Es lo que nos pasa con el tiempo. Lo que San Agustín se pregunta en esa cita del prólogo de 30 de febrero:
“¿Qué es el tiempo? ¿Quién podría dar, con sencillez y brevedad, una explicación? Si nadie me lo pregunta, lo sé; si alguien me plantea la pregunta y quiero explicarlo, ya no lo sé”.
Que el tiempo se rompa, más concretamente, que se rompa nuestro forma de medirlo, es un recordatorio de lo artificial de todo esto. Las palabras pueden romper el mundo -por lo menos este mundo hecho de lenguaje- porque sirven también para construirlo.
***
Ok, empezó raro el mail.

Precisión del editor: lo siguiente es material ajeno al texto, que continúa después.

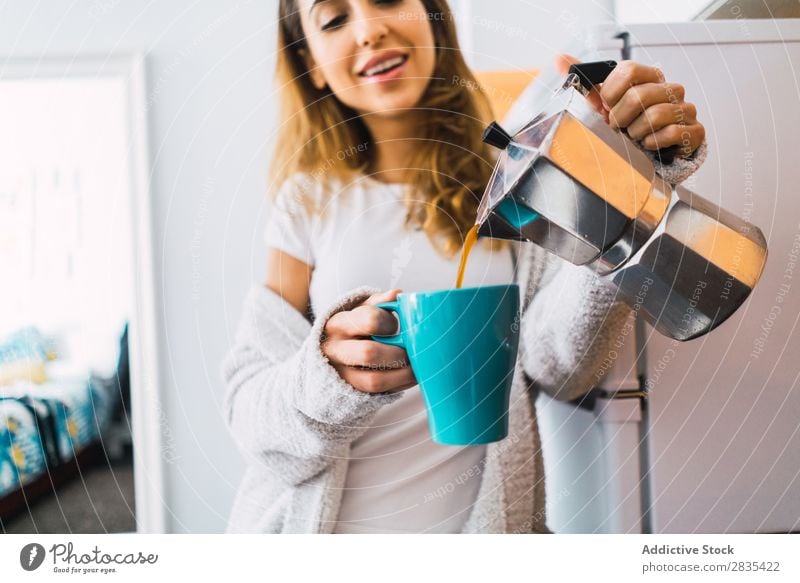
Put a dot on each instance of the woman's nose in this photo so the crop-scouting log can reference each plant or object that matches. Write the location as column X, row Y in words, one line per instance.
column 370, row 28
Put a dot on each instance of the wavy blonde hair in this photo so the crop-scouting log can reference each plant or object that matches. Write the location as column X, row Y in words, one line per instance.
column 452, row 164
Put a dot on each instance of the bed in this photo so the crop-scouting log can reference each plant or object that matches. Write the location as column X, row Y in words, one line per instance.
column 49, row 428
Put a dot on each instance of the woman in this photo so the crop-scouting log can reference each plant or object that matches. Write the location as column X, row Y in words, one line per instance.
column 380, row 167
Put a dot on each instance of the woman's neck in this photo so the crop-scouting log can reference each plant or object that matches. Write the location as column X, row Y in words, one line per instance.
column 395, row 139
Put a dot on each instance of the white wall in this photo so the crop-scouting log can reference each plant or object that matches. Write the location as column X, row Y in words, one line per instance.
column 208, row 73
column 524, row 34
column 210, row 114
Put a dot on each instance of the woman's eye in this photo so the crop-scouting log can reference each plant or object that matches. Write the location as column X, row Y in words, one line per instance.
column 335, row 22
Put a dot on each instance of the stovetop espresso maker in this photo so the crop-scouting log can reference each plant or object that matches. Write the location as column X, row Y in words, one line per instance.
column 585, row 192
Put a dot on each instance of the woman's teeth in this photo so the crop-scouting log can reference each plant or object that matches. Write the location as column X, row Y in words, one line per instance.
column 384, row 66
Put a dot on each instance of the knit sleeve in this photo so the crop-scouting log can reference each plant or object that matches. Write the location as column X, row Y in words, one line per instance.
column 285, row 405
column 569, row 329
column 290, row 222
column 680, row 168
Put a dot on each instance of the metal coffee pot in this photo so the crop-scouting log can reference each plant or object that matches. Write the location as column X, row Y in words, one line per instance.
column 585, row 192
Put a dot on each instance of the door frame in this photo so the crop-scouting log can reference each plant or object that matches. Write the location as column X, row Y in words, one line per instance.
column 147, row 415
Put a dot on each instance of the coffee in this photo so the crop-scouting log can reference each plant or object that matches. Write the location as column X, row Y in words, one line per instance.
column 469, row 241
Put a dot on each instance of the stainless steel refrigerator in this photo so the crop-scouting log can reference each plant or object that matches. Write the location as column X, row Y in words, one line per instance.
column 702, row 436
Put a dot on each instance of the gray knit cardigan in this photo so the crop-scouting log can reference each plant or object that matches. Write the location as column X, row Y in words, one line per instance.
column 294, row 418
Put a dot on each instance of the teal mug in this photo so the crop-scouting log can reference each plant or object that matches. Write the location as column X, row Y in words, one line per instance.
column 462, row 346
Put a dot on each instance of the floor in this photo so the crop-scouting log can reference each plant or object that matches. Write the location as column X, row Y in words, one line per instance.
column 98, row 501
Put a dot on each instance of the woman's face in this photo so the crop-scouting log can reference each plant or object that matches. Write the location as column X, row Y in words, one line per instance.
column 377, row 56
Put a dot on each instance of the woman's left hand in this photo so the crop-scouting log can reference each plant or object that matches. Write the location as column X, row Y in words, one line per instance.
column 637, row 97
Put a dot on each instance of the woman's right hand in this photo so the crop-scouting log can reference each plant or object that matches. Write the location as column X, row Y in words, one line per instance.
column 367, row 365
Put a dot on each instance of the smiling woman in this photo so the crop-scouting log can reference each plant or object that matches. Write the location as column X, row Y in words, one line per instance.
column 333, row 421
column 361, row 72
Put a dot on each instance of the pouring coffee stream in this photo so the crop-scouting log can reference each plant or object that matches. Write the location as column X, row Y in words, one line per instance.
column 586, row 193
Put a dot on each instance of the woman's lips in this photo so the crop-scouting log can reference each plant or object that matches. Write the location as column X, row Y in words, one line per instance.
column 389, row 75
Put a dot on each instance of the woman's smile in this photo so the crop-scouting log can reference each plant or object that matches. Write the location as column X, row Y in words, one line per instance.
column 387, row 66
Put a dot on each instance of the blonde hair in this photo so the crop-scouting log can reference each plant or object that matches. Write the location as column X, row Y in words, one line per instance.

Y se va a poner peor.
***
Creo que 30 de febrero no es un libro para reflexionar sobre el tiempo, sino para hacernos pensar a través de sus grietas. Es lo que vengo haciendo estas últimas semanas. Con la excusa del tiempo propuse consignas de escritura, hablé de las bitácoras de la USS Enterprise, me pregunté por la edad de los viajeros del tiempo, escribí el argumento de un posible cuento. Y ahora voy a hablar del lenguaje inclusivo.
***
Tanto el lenguaje como la medición del tiempo comparten el ser ambos una convención. Vivimos tan dentro de ellos que nos es mucho más cómodo olvidar esto. Nos convencemos que las cosas tienen que ser así porque son así. Pero, felizmente, cada tanto sucede que se rasgan. Que aparece algo que nos muestra que nuestras herramientas para medir no son exactas. El lenguaje inclusivo nos está diciendo eso. Vivimos en un mundo injusto, lleno de palabras que nos impiden ver esa injusticia. Si necesitamos que a un 29 de febrero le siguiera un 30, quizás podamos plantearnos que donde había una “o” haya una “e” para ajustar un poco las cosas.